Una dignidad infinita, que se fundamenta inalienablemente en su propio ser, le corresponde a cada persona humana, más allá de toda circunstancia y en cualquier estado o situación en que se encuentre. Este principio, plenamente reconocible incluso por la sola razón, fundamenta la primacía de la persona humana y la protección de sus derechos. La Iglesia, a la luz de la Revelación, reafirma y confirma absolutamente esta dignidad ontológica de la persona humana, creada a imagen y semejanza de Dios y redimida en Cristo Jesús. De esta verdad extrae las razones de su compromiso con los que son más débiles y menos capacitados, insistiendo siempre sobre el primado de la persona humana y la defensa de su dignidad más allá de toda circunstancia.
Creado por Dios y redimido por Cristo, todo ser humano debe ser reconocido y tratado con respeto y amor, precisamente por su dignidad inalienable. Sólo reconociendo la dignidad de cada persona humana, podemos hacer renacer entre todos un deseo mundial de hermandad. Según el Papa Francisco, ese manantial de dignidad humana y de fraternidad está en el Evangelio de Jesucristo, pero también es una convicción a la que la razón humana puede llegar mediante la reflexión y el diálogo. Que todo ser humano posee una dignidad inalienable es una verdad que responde a la naturaleza humana más allá de cualquier cambio cultural. El ser humano tiene la misma dignidad inviolable en cualquier época de la historia y nadie puede sentirse autorizado por las circunstancias a negar esta convicción o a no obrar en consecuencia”.

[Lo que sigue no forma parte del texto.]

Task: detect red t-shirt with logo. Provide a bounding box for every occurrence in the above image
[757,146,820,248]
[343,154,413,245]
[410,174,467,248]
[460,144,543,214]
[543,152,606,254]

Este principio fundamental se repite en forma machacona en todo el documento. Y sobre esta base, aborda temas muy discutidos, como los derechos de los pobres y migrantes, de los homosexuales y discapacitados, y otros más de los cuales trataré en próximos artículos.
ACTUAR
Valora tu dignidad y la de los demás. Tú vales mucho, aunque no tengas mucho dinero ni títulos universitarios. Respeta la dignidad de los demás, aunque su apariencia te repugne o te resulte molesta. ¡Todos somos hijos e hijas de Dios, creados a su imagen y semejanza, aunque a veces hagamos borrosa esa imagen!